Chapter 1 introduces the development of phase-transfer catalysis and nucleophilic substitution reactions. We focus on the discussion of stereoselective SN1, SN2 and SRN1 reactions with different approaches and their inherent deficiencies. Enantioconvergent SN1 reactions through cation intermediates are achieved with chiral Lewis/ Brønsted acid catalysts, and SRN1 reactions through radical intermediates are achieved with chiral transition metal catalysts. SN2 reaction is not suitable for enantioconvergent transformation. Then less known SN2X reaction is introduced and representative examples are discussed.

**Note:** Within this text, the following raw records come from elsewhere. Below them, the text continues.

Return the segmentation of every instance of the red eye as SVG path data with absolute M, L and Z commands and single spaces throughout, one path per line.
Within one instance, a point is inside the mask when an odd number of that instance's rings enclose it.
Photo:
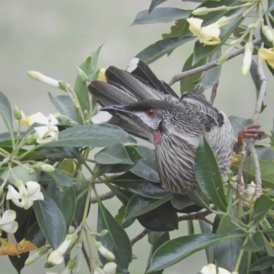
M 156 113 L 156 111 L 152 108 L 147 110 L 147 114 L 148 116 L 149 116 L 150 117 L 153 117 L 155 114 L 155 113 Z

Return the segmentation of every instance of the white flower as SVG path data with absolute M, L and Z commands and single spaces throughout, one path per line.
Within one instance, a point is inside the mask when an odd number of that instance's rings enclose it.
M 34 80 L 47 84 L 47 85 L 53 86 L 53 88 L 59 88 L 58 81 L 44 75 L 38 71 L 28 71 L 27 73 Z
M 64 240 L 59 247 L 53 250 L 49 256 L 47 261 L 54 264 L 60 264 L 64 260 L 64 254 L 70 247 L 71 245 L 76 239 L 77 236 L 73 234 L 66 235 Z
M 216 271 L 216 266 L 213 264 L 209 264 L 207 266 L 203 266 L 200 271 L 201 274 L 217 274 Z M 238 274 L 237 271 L 232 273 L 228 270 L 223 269 L 222 267 L 218 267 L 218 274 Z
M 10 184 L 8 186 L 7 199 L 12 200 L 19 208 L 27 210 L 34 204 L 34 201 L 44 199 L 41 186 L 36 182 L 29 181 L 25 185 L 22 181 L 17 181 L 15 186 L 18 191 Z
M 45 125 L 45 126 L 34 127 L 36 142 L 38 144 L 58 139 L 59 130 L 55 125 L 58 123 L 58 121 L 53 115 L 49 114 L 49 117 L 47 118 L 41 112 L 38 112 L 34 114 L 32 120 L 34 122 Z
M 14 210 L 5 211 L 0 217 L 0 229 L 7 233 L 15 233 L 18 228 L 18 223 L 14 221 L 16 217 L 16 213 Z

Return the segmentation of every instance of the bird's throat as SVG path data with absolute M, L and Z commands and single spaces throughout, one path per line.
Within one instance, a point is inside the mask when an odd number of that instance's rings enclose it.
M 153 133 L 153 144 L 158 144 L 160 142 L 162 138 L 162 133 L 158 130 Z

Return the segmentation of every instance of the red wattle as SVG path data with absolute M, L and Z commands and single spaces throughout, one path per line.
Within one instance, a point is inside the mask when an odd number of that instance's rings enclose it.
M 158 144 L 160 142 L 162 138 L 162 134 L 161 132 L 156 132 L 153 134 L 153 143 Z

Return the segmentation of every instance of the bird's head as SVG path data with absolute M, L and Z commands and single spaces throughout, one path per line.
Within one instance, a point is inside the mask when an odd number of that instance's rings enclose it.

Chapter 2 discusses enantioconvergent SN2X reactions under phase-transfer conditions utilizing tertiary electrophiles, which are still challenging with SN1 and SRN1 approaches. We find brominated cyanoesters and cyanophosphonates are excellent tertiary bromides for SN2X reaction and the product tertiary thioesters were obtained with high enantioselectivities.
Chapter 3 discusses the reaction mechanism. Both experimental and computational studies support SN2X mechanism. Computational modelling discloses the S···Br intermolecular halogen bonding between tertiary bromide and thiocarboxylate, which is crucial for the efficient halogenophilic reaction.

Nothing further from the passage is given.